Wednesday, 1 November 2006

The Rape of the Daughters of Leucippus - Rubens, 1618


Painting for the successful merchants of seventeenth-century Holland -- and these were men who liked their women ravishingly, astonishingly big, women whose excess flesh in those times of hardship was "a signal of prosperity" -- Peter Paul Rubens was a master of the voluptuous. As Michael Gill describes Rubens's work so wonderfully in his book The Image of the Body:
Success glows through his pictures in halcyon color. No one ever caught the rosy
bloom of healthy skin, the shimmering quiver of well fed flesh with such
lip-smacking skill. His women are displayed like great compotes of cream and
exotic fruits from the Indies— kumquats and soursops and apricots, the flesh of
melons and oranges from Seville—that the Dutch merchantmen were bringing back to the ports of northern Europe.
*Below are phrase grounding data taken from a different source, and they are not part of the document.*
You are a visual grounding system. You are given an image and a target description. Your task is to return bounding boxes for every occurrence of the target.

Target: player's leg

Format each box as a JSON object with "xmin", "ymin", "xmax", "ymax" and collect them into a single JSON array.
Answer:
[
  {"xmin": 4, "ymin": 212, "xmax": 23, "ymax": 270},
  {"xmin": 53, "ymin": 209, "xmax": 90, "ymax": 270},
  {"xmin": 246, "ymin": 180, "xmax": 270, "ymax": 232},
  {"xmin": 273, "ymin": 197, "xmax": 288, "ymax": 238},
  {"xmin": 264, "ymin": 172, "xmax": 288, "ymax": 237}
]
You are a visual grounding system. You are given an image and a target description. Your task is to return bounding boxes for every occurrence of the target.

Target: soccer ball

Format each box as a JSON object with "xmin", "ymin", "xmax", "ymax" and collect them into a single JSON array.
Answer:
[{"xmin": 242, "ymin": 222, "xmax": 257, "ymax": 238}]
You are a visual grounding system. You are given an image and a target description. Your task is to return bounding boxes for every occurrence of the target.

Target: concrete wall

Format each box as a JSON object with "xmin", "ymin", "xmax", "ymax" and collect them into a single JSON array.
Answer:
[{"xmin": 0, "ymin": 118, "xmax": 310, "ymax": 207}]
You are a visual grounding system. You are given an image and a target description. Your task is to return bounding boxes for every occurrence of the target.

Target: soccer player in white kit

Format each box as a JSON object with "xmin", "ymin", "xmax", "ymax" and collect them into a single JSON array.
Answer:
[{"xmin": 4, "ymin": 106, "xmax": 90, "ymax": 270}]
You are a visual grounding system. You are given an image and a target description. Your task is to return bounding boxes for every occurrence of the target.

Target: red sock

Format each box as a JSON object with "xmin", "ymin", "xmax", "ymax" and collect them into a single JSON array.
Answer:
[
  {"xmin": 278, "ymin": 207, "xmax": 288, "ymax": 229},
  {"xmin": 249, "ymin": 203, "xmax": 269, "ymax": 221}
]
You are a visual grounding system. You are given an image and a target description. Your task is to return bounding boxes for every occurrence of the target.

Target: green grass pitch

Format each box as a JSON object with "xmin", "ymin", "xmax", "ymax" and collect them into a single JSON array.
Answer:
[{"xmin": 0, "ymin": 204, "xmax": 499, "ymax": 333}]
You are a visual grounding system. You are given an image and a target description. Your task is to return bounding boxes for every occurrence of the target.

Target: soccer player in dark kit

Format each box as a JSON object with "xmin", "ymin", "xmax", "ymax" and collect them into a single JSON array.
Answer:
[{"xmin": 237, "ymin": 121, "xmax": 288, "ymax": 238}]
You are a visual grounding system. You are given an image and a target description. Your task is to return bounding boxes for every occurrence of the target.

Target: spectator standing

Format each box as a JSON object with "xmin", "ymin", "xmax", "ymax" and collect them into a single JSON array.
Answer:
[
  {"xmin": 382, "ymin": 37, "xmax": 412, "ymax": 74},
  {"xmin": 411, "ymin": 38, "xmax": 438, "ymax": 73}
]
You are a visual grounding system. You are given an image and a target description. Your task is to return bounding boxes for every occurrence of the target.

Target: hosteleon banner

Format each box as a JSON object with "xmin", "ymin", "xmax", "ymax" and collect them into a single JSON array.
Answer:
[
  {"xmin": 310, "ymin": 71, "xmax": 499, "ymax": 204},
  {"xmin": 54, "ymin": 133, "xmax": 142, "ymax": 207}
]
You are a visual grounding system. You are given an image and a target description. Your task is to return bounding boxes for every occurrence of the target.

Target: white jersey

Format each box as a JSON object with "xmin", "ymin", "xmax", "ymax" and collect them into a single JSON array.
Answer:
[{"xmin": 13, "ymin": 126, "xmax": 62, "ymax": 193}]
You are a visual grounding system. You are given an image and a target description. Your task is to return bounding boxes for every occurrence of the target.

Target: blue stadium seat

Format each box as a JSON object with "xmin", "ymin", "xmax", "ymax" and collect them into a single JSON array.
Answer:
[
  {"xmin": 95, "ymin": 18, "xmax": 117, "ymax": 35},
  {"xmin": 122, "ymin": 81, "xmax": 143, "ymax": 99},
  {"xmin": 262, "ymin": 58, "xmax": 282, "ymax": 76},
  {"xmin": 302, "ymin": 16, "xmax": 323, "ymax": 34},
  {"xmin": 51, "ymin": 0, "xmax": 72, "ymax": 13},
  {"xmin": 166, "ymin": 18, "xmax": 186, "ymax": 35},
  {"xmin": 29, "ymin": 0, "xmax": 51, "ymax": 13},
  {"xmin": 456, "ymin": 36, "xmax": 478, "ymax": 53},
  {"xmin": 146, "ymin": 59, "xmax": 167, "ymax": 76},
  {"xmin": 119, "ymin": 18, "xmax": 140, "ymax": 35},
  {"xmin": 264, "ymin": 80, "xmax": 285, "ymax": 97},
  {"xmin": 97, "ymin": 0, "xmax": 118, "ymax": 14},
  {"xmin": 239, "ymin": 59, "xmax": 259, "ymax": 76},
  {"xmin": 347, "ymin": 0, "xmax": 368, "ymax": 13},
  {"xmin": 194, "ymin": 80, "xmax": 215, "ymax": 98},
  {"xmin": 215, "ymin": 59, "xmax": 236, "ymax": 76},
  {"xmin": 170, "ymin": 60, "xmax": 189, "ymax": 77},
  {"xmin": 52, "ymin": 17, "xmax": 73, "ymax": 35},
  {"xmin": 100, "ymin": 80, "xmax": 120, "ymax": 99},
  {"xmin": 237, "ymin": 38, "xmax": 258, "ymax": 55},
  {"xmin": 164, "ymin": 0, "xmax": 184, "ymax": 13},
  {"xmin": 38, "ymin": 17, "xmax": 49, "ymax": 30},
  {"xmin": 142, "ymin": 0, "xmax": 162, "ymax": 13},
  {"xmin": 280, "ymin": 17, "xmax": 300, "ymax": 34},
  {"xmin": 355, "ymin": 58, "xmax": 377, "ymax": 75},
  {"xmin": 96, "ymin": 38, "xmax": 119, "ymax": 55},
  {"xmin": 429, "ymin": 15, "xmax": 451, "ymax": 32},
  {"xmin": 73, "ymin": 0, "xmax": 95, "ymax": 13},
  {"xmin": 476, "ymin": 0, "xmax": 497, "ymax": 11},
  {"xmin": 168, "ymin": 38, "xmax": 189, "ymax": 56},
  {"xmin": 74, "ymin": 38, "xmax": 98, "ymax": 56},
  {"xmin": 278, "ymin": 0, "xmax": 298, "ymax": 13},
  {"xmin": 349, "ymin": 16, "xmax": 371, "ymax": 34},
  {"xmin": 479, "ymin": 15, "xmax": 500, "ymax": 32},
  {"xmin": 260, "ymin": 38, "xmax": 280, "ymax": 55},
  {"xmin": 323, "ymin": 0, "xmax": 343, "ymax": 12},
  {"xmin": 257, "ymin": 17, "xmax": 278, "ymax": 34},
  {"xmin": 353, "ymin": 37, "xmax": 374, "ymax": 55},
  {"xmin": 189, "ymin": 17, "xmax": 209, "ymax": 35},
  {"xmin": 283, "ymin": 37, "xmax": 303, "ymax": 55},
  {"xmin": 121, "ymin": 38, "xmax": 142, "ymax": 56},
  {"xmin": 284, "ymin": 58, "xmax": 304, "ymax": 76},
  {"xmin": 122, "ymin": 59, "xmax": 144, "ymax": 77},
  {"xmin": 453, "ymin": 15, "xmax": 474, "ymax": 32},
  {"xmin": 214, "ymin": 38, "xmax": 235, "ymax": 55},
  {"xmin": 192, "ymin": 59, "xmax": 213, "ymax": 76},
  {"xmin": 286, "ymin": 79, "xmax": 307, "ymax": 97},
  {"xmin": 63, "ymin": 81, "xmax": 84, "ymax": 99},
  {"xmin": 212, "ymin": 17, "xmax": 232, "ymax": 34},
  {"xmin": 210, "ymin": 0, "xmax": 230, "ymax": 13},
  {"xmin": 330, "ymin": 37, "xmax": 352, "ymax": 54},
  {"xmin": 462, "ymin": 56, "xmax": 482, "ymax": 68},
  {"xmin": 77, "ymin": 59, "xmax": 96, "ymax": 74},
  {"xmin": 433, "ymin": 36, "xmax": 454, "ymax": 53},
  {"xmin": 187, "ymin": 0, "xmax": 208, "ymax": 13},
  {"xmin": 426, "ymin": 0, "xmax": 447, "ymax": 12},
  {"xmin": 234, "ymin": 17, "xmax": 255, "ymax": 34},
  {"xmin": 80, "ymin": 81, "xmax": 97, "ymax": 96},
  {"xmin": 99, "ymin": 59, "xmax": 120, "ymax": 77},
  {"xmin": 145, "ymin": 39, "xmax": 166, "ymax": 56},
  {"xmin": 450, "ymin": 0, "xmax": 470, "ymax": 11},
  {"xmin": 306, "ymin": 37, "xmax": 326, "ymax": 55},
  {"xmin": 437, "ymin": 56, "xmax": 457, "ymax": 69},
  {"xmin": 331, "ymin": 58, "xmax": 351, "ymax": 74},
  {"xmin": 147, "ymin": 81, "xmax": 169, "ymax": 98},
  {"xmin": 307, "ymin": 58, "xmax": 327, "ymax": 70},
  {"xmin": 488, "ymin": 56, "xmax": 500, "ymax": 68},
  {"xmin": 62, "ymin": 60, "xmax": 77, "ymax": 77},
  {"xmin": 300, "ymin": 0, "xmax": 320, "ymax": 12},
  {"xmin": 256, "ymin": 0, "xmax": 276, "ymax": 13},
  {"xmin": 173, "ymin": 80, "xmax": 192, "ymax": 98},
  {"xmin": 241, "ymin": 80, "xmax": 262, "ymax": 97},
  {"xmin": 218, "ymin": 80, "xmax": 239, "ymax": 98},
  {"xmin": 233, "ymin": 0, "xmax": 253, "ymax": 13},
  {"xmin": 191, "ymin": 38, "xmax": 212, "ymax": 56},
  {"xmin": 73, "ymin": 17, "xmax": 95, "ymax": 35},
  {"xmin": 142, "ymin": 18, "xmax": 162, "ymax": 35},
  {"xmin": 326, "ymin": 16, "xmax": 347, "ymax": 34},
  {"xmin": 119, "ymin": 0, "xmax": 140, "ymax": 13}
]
It was an overdressed age, of velvets and taffeta
and ornate brocades, when rich men habitually wore three topcoats, when even the
walls of rooms were clothed in gold-embossed Spanish leather and the massive oak
tables covered in heavy tapestries.

The acquisitive burghers who owned such things would gain an additional frisson to see openly displayed the wide expanse of tender vulnerable bodies, their clothes torn away like the protective skin ripped off a ripe plum.
Rubens, as you might have guessed, is not a painter for the politically correct. His women might be the opposite of the anorexic stick insects so scorned by the chattering classes of today, but that does not mean you will find these pictures hanging up in Womens' Studies departments. But worry not, ye who are concerned at the crime being perpetrated before you.

The stern abductors [in the painting here] were in fact Castor and Pollux, two of the babies hatched from the eggs of Leda. They did the decent thing— married the girls, who each bore them a son. So the virtuous viewer can enjoy the triumph of rampaging masculine lust without a twinge of conscience.
Phew. Thank goodness for that!

RELATED: Art

5 comments:

Captain Calculus said...

I've always hated that painting....there reason? the horses look dreadful., esp the grey one, it just doesn't go with the rest of the painting.

G

Captain Calculus said...

...and they're out of perspective!!! hate it hate it

Anonymous said...

Wow, way to bash classic art...

Bing said...

Also, glorifying rape, much?

Anonymous said...

I think we can agree that rape is forceable carnal knowledge, it is wrong. But this is not that, it is Bride Capture, these boys are looking for brides, not having their way with these maidens by force. Of course the girls are scared and screaming, but it is not an instance of men ravishing women. Similarly the Rape of the Sabine women is Bride Capture by the lonely Roman men, who wanted to meet some girls and took their brides at an event. The Rape of Europa is Zeus taking Europa off to Crete. Rape of Persephone is Hades taking Persephone off to the Underworld to be his queen. And the Rape of the Lock is a poem about someone who takes a lock of hair from a maiden, causing a ruckus in the Highlands. He did not have carnal knowledge of the lock of hair. I think.